The Laramie Project Play Interrupted by Hecklers
On October 8th, 125 people attended The Laramie Project based on the 1978 murder of gay Wyoming student Matthew Shepard at the Meek Auditorium at “Ole Miss” (University of Mississippi). To commemorate the 15th anniversary of Shepard’s death and tying it in with October as anti-bullying month, schools around the country were performing this play.
Hecklers Disrupt Play
According to the play’s director and theatre faculty member Rory Ledbetter, some audience members use derogatory slurs like “fag” and heckled both cast members and characters they were portraying for their body types and sexual identities. It was reported that twenty football players from Ole Miss disrupted the performance as did other attendees, using catcalls, giggling, inappropriate coughing, and burping.
These rude outbursts began during the first act and escalated into the second act.

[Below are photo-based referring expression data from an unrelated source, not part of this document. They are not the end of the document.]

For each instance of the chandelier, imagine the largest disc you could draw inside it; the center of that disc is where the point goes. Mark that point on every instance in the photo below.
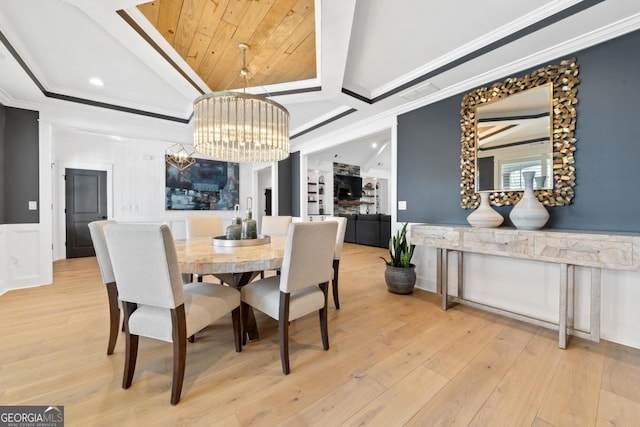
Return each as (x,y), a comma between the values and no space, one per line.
(179,156)
(240,127)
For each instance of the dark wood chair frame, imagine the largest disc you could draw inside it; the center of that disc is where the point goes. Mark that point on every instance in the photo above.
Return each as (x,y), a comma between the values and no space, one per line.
(334,283)
(283,325)
(114,316)
(179,327)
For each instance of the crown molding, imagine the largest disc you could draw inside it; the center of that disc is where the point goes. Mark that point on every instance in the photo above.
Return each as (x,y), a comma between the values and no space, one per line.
(523,22)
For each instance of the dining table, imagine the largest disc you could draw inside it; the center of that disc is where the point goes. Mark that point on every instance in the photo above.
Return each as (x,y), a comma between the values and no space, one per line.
(235,266)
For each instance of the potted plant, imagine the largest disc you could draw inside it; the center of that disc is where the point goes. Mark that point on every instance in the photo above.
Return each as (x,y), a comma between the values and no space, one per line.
(400,274)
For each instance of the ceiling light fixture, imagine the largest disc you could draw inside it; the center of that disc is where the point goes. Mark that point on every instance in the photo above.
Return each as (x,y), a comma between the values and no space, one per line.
(179,156)
(240,127)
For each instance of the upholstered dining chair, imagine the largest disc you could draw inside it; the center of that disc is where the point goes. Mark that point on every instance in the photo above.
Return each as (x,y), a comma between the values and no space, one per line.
(274,226)
(301,288)
(156,303)
(337,254)
(203,226)
(96,229)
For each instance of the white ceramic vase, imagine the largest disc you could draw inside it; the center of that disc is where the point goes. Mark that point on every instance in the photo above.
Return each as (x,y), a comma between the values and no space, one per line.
(485,216)
(529,213)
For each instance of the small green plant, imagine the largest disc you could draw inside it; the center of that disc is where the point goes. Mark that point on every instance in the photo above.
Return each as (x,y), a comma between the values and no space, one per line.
(400,250)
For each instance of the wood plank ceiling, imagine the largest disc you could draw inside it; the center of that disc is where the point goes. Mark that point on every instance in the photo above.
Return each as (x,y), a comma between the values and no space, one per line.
(206,33)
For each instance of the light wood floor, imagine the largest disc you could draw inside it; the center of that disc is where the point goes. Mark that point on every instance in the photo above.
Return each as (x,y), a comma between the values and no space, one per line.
(394,360)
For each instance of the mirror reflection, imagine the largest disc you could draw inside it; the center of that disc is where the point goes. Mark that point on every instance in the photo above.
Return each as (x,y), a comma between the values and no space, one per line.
(514,136)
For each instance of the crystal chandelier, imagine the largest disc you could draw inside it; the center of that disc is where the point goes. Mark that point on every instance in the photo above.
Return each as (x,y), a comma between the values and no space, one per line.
(240,127)
(179,156)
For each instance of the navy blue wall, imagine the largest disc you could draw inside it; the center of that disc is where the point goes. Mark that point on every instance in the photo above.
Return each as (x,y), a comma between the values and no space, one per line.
(284,186)
(20,167)
(2,216)
(607,157)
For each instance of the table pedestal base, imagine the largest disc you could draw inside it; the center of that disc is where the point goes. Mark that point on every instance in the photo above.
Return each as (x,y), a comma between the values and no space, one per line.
(238,280)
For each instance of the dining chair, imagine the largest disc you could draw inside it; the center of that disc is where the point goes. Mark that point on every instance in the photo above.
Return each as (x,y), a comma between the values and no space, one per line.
(274,226)
(337,254)
(156,303)
(203,226)
(301,288)
(96,229)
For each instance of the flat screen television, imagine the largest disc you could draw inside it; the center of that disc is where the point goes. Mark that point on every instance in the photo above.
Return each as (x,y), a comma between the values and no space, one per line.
(347,187)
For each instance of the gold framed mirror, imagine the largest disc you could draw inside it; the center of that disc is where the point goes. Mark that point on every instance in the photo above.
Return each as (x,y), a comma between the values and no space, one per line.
(485,113)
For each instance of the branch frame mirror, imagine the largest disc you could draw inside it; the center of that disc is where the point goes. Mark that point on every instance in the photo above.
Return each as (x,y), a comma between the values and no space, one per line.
(562,79)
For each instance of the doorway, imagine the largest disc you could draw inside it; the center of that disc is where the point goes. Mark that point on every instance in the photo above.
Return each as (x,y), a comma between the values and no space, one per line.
(267,201)
(85,201)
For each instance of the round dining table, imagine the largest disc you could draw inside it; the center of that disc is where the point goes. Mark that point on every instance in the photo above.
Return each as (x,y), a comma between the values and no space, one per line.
(233,265)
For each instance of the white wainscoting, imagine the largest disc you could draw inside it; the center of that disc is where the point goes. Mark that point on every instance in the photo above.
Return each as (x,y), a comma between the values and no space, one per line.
(25,255)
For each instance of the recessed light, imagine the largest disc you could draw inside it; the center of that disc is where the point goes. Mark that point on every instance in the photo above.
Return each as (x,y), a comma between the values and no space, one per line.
(96,81)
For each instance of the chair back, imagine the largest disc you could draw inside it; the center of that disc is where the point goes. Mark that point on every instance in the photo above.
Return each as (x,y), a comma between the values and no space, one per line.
(275,225)
(96,229)
(145,264)
(204,226)
(308,255)
(342,228)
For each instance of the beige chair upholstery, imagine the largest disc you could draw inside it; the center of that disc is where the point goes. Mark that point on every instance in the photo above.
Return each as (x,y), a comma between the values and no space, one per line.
(301,288)
(275,225)
(337,254)
(155,302)
(96,229)
(204,226)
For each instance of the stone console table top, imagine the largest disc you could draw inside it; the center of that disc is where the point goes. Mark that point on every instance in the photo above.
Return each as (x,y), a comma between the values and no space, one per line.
(567,248)
(616,251)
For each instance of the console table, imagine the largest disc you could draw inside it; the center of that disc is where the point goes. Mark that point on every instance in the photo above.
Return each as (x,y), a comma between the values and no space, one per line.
(565,248)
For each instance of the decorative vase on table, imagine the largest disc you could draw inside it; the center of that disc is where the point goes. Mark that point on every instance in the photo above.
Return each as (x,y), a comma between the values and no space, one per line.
(485,216)
(529,213)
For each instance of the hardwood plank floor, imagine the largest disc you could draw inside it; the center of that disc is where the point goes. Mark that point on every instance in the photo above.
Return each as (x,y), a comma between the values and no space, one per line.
(394,360)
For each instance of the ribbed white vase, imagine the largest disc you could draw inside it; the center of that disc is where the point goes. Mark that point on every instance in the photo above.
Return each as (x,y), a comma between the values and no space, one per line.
(485,216)
(529,213)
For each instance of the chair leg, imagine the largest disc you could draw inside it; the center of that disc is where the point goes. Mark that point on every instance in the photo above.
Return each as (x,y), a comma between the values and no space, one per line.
(283,331)
(237,328)
(334,283)
(114,316)
(131,346)
(179,323)
(324,332)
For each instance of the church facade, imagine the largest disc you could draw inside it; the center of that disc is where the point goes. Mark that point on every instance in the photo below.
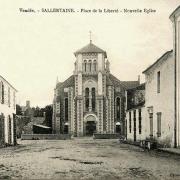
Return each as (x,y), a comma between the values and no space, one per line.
(92,100)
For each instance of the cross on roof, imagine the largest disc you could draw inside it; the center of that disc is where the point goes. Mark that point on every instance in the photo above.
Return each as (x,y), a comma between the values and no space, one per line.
(90,34)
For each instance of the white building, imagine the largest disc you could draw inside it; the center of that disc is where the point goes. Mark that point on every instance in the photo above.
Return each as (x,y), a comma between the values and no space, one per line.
(161,113)
(135,113)
(7,112)
(175,18)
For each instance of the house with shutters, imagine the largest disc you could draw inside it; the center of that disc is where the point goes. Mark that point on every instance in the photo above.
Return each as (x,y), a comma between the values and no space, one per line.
(160,121)
(135,113)
(7,113)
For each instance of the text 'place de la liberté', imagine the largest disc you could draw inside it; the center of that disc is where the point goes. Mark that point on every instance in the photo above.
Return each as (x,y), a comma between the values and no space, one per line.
(97,125)
(84,10)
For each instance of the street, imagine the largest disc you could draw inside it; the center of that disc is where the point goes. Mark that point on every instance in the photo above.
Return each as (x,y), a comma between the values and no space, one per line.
(85,158)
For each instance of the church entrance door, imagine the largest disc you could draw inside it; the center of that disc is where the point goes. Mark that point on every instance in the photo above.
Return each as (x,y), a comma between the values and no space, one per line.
(90,128)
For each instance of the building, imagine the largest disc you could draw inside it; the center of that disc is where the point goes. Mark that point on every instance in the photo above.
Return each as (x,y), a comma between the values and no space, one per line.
(135,113)
(175,18)
(159,97)
(7,112)
(161,111)
(92,99)
(27,110)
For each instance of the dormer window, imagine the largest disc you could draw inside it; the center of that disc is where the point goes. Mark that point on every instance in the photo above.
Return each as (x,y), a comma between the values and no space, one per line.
(85,65)
(94,65)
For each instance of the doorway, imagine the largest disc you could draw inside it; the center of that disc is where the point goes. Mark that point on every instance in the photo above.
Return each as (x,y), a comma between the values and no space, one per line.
(90,128)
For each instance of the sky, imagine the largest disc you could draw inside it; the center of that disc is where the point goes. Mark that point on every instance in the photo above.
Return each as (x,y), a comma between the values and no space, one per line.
(36,48)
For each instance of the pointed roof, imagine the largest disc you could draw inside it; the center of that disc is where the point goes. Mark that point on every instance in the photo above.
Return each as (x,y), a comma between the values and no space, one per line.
(90,48)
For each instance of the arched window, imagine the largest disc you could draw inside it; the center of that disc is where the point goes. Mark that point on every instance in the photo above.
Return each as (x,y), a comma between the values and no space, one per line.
(87,99)
(66,109)
(90,65)
(94,65)
(85,65)
(93,99)
(118,108)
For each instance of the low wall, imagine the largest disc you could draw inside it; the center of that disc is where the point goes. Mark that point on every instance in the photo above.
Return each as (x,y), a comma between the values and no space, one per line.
(45,136)
(106,136)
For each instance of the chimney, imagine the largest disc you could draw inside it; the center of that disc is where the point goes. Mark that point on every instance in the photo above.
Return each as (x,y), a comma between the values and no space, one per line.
(139,79)
(28,104)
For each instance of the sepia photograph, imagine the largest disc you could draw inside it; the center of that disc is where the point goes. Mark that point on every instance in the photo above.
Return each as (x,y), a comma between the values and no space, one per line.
(90,89)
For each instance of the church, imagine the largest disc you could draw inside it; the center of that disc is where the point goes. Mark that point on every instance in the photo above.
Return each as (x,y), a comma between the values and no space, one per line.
(92,100)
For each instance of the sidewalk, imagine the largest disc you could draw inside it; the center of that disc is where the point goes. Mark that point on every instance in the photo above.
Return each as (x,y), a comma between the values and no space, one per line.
(170,150)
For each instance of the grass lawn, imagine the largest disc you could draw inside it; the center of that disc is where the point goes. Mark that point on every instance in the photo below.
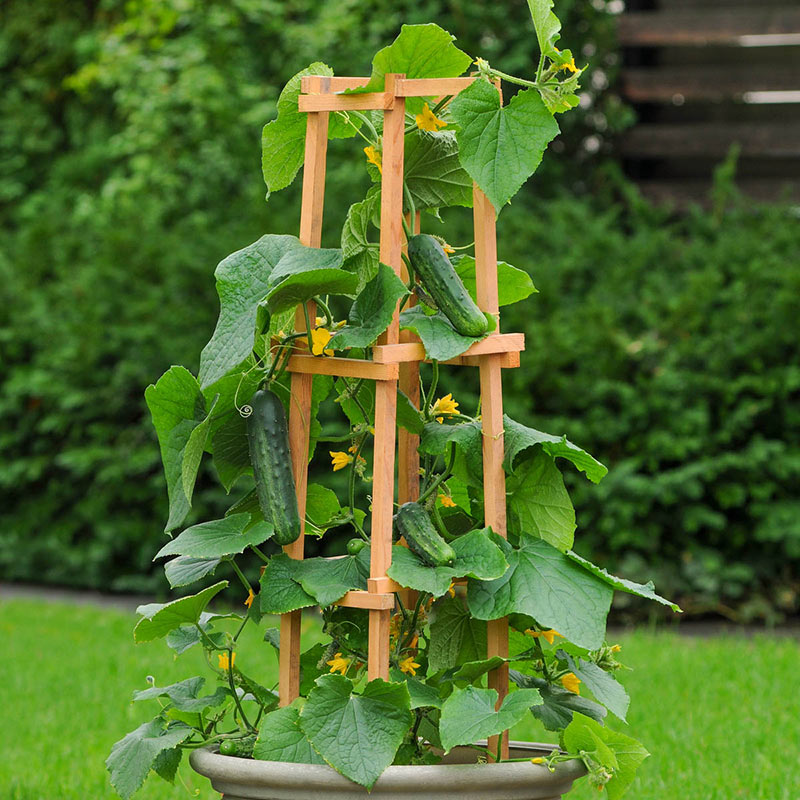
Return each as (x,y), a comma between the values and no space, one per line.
(721,716)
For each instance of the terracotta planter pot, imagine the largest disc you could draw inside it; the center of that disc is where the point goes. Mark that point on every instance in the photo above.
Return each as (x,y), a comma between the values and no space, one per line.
(458,778)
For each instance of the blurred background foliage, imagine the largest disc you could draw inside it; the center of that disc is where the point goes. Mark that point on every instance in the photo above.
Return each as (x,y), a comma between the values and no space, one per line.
(129,166)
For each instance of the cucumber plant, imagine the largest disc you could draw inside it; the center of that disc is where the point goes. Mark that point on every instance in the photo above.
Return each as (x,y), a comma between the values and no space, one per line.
(462,573)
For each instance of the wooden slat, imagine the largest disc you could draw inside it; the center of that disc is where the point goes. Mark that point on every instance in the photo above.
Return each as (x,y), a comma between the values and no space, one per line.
(698,28)
(343,367)
(431,87)
(345,102)
(666,84)
(712,140)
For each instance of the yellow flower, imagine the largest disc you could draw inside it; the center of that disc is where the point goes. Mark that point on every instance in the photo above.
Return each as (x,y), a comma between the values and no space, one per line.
(339,663)
(339,459)
(374,157)
(443,406)
(223,660)
(409,666)
(428,121)
(319,340)
(571,682)
(548,635)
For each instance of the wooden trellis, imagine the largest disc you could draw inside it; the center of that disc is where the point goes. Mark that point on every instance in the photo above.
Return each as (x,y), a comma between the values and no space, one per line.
(395,363)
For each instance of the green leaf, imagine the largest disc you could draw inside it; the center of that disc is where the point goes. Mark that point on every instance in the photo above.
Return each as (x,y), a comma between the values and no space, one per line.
(539,504)
(217,538)
(281,591)
(408,415)
(455,636)
(548,586)
(583,734)
(519,438)
(558,704)
(327,579)
(440,338)
(419,51)
(646,590)
(433,171)
(513,284)
(546,23)
(185,695)
(501,146)
(177,407)
(602,685)
(280,738)
(469,714)
(283,140)
(357,734)
(305,272)
(372,310)
(184,570)
(158,619)
(242,281)
(132,757)
(476,556)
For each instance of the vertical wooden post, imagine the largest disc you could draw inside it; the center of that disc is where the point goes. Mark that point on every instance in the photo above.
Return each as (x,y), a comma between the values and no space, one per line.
(311,236)
(386,391)
(494,479)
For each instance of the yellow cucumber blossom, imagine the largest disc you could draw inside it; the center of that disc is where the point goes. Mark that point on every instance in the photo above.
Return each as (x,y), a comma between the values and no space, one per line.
(428,121)
(443,407)
(339,663)
(339,460)
(408,665)
(374,157)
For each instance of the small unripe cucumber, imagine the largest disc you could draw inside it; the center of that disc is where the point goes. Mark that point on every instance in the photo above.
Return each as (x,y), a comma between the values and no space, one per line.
(412,522)
(441,281)
(268,438)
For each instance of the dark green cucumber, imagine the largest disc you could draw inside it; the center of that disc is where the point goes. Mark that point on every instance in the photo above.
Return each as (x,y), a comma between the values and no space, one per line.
(441,281)
(268,438)
(412,522)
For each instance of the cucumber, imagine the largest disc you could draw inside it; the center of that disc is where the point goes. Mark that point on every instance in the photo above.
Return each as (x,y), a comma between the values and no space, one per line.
(412,522)
(440,279)
(268,439)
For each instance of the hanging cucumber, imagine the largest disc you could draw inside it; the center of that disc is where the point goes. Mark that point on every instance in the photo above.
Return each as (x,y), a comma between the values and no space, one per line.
(268,439)
(412,522)
(440,279)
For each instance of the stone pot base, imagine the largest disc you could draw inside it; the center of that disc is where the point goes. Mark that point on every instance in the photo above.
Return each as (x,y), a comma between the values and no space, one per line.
(458,777)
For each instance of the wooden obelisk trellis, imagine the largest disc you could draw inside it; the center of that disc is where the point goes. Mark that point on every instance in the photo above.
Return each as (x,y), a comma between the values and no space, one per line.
(395,361)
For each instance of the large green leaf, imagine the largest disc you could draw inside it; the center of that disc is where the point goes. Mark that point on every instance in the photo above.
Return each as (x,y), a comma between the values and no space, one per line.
(602,685)
(132,757)
(501,146)
(357,734)
(242,281)
(469,714)
(455,636)
(548,586)
(440,338)
(626,754)
(419,51)
(280,738)
(646,590)
(217,538)
(281,591)
(177,407)
(477,556)
(539,504)
(158,619)
(513,284)
(519,438)
(372,310)
(185,695)
(433,171)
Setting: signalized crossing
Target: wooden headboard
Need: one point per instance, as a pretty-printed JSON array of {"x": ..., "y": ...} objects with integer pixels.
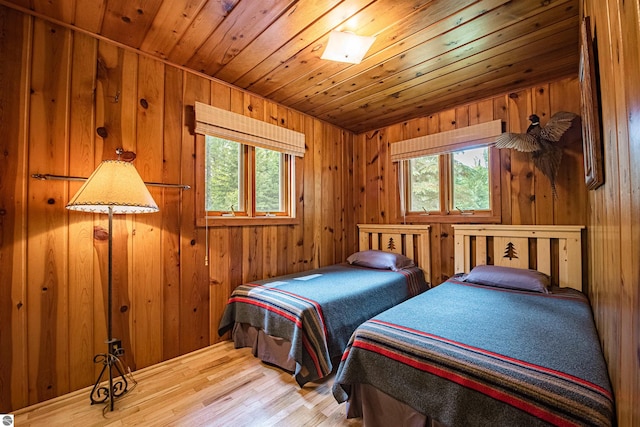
[
  {"x": 409, "y": 240},
  {"x": 555, "y": 250}
]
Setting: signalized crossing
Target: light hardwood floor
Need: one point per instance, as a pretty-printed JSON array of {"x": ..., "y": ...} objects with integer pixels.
[{"x": 214, "y": 386}]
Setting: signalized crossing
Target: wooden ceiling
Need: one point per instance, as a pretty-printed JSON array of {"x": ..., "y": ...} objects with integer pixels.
[{"x": 429, "y": 55}]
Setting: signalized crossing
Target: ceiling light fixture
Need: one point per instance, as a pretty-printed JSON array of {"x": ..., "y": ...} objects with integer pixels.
[{"x": 347, "y": 47}]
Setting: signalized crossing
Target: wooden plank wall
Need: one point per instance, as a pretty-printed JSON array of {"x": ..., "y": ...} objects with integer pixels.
[
  {"x": 57, "y": 87},
  {"x": 526, "y": 193},
  {"x": 614, "y": 222}
]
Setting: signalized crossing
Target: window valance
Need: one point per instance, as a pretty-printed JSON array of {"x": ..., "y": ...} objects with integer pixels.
[
  {"x": 247, "y": 130},
  {"x": 448, "y": 141}
]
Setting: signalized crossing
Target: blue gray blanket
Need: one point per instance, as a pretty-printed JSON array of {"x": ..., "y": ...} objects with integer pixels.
[
  {"x": 472, "y": 355},
  {"x": 318, "y": 310}
]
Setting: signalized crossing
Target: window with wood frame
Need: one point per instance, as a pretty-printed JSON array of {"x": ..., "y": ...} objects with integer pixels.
[
  {"x": 450, "y": 177},
  {"x": 246, "y": 169}
]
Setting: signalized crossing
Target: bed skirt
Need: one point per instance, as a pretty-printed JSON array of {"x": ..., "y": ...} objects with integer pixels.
[{"x": 269, "y": 349}]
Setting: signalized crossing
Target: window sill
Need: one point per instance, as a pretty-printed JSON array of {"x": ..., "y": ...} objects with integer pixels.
[
  {"x": 240, "y": 221},
  {"x": 483, "y": 218}
]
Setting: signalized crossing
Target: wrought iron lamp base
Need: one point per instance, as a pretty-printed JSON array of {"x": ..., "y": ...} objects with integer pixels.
[{"x": 117, "y": 383}]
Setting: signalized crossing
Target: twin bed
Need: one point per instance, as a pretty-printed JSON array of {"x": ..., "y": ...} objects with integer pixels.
[
  {"x": 302, "y": 322},
  {"x": 496, "y": 346},
  {"x": 510, "y": 343}
]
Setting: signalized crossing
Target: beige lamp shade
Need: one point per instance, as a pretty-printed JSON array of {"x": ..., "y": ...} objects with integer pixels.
[
  {"x": 347, "y": 47},
  {"x": 114, "y": 184}
]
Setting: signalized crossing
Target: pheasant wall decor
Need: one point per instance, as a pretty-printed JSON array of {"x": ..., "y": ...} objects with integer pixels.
[{"x": 541, "y": 143}]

Said gay Junior Theatre Major Garrison Gibbons: “ I played a gay character in the show and to be ridiculed like that was something that really made me realize that some people at Ole Miss and in Mississippi still can’t accept who I am.”
Punishment for Team
When the Athletic Department got word of the incident, it forced players to sign a letter of apology and deliver it to the cast after the show. According to USA Today,
the University has referred the incident to committees that handle bias and LGBT discrimination on campus. The students’ disciplinary action could range from a public apology to expulsion.
Judy Shepard, mother of slain Matthew Shepard and President of the Matthew Shepard Foundation, had this to say about the incident: “ using hate-filled words to interrupt a play about anti-gay hate is a sad irony.”
No Reverence From Christian Conservative Groups For Shepard
Sandy Rios, talk show host, last week told a group of Christian Conservatives in Washington, including the American Family Association, that Shepard should not be revered. The Fox News contributor does not like society’s acceptance of LGBT people in general and the depiction of certain anti-gay organizations as hate groups.
Rios cites award-winning journalist Stephen Jimenez’s reporting on Matthew Shepard’s case, calling Shepard’s murder “a complete fraud.” Jimenez, the author of the recently-released The Book of Matt: Hidden Truths About the Murder of Matthew Shepard, like Rios, believes that Shepard was a drug addict and dealer and that his murder was the result of “a drug deal gone bad.” They believe that Shepard was sexually involved with one of his killers, Aaron McKinney. (Two men have confessed guilt in Shepard’s murder).
Rios believes that the crime was not hate-motivated against gays. “A fairy tale has been built around Shepard’s death,” she said.
At the gathering, Rios read a letter from civil rights groups, including the Southern
Poverty Law Center and People For The American Way, which urged Republican officials to skip the Values Voter Summit. Rios used the letter as proof to her audience that “it is a dangerous time to be a Christian Conservative in America.”